The film starts off with the presenter of the ‘documentary’ on the Irish porn industry (does this even exist?) talking to camera about his style and previous mistakes. It is a crucial introduction in many ways as he is the only character in this film that we can identify with. He is the Irish everyman for the ages: repressed, easily embarrassed by sex yet there is a lustful vibe just below the surface (this is not a sex pun). During the film he interviews a variety of stock characters about their experiences in the industry. There is the male performer Anthony ‘Pirate Pete’ Reddy (Brian O’Riordan), the sexy older woman Eilish ‘Cherri Roxx’ Moran (Karren O’Rafferty), the delusional Paris Hilton like ‘Irish’ American erotic star Amber ‘Seire’ Moriarty (Zoe Slusar) who dreams of being a brand and lastly Colin Stephens (Tim Casey) who runs Leaprehorn productions. All of the interviews are interspersed.
As mentioned, these are generic characters and with that, there are some parts that work better than others. The best by some distance is Anthony ‘Pirate Pete’ Reddy who is a terrific creation, dispensing some of the most inappropriate anecdotes from his experiences in the porn industry regardless of the questions asked of him. Yes, this is broad sex comedy stuff, which can sometimes be funny just when hearing it with an Irish accent, but there is more here than that. He is brilliant and is missed when off screen. Eilish ‘Cherri Roxx’ Moran is less funny. The actress gives it her all but it mostly consists of hearing an older Irish woman using filthy phraseology. There are a couple of chuckles in there, however. Least successful is the Amber ‘Seire’ segment which gets annoying very quickly (her claim about being one fifteenth Irish made me laugh however). She complains all the time about what she has to endure and it quickly drains the film of momentum. I would like to have seen much less of her and more of the porn movie mogul (in Irish terms) Colin Stephens who runs Leaprehorn productions. It may be the teenager in me, but that pun really works. He talks all too briefly about why he got into the business: basically because Americans were making cod Irish porn productions. This is a really interesting comment on general American film productions set in Ireland such P.S. I Love You and Leap Year. I would like to have seen more of this character but alas he has only one scene. I don’t want to reveal the porn film parody name of the Irish film they he is making but it is very funny.

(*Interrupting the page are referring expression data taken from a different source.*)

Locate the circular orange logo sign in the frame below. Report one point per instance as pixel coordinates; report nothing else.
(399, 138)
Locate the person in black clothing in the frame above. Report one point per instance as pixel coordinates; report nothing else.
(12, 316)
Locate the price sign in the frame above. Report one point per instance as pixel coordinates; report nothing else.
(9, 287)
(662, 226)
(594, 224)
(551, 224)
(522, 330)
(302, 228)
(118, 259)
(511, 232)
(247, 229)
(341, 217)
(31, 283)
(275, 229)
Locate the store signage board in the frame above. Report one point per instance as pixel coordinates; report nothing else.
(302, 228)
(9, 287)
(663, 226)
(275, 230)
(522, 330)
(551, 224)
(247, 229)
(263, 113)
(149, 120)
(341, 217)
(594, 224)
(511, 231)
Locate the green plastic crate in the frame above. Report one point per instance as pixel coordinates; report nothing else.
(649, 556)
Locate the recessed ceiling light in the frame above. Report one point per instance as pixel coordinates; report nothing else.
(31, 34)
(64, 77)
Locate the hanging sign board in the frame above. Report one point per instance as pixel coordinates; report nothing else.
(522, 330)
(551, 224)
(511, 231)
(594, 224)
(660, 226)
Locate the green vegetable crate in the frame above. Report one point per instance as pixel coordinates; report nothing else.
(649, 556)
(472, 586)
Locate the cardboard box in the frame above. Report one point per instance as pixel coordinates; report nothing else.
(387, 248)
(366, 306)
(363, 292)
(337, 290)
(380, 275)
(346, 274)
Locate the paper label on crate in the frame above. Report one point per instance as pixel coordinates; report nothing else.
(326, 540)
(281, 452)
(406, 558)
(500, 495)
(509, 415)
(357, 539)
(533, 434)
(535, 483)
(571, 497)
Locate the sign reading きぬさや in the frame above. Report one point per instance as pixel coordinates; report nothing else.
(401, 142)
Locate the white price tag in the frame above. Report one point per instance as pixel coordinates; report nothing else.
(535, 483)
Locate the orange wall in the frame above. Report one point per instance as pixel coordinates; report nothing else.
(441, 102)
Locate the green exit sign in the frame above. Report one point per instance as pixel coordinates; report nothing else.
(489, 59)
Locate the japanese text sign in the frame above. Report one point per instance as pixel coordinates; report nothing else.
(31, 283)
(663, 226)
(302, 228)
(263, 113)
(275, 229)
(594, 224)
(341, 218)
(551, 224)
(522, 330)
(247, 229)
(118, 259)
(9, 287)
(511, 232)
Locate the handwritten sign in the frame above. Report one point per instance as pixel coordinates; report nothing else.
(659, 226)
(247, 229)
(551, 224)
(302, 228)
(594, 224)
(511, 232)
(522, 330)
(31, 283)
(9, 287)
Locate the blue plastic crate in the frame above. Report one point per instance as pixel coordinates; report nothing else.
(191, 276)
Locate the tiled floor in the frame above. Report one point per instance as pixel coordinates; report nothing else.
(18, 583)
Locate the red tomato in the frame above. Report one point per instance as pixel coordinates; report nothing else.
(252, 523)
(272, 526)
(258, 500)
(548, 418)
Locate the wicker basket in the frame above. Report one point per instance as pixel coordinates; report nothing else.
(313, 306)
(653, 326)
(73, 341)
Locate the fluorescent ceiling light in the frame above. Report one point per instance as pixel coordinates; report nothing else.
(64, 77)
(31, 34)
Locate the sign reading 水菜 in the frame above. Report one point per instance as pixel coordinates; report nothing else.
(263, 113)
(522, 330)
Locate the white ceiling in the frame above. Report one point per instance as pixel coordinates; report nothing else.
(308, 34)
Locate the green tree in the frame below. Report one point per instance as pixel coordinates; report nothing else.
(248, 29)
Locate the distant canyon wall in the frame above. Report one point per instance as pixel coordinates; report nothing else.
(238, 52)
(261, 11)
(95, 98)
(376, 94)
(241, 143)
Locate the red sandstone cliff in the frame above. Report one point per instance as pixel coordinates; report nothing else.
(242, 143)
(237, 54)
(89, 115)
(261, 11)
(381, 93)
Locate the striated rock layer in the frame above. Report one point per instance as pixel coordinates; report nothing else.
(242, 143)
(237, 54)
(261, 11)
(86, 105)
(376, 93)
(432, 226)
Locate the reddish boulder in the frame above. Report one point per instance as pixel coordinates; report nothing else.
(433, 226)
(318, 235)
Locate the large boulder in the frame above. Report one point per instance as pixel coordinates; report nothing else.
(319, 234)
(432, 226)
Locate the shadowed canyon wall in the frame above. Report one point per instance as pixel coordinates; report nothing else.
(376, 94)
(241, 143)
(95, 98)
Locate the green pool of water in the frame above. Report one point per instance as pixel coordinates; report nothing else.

Overall, there is a funny script by Andrew Anderson and the direction by David Meade is fine for documentary style - if a little bit flat. The production values are low as befits a low budget venture so it is unlikely this will be seen in cinemas. Its running time of just under an hour would also seem to confirm this. But if you happened upon this on Netflix or late night TV in the wee small hours whilst having a few beers, this is the kind of film that would keep you solidly entertained with some good laughs to be had.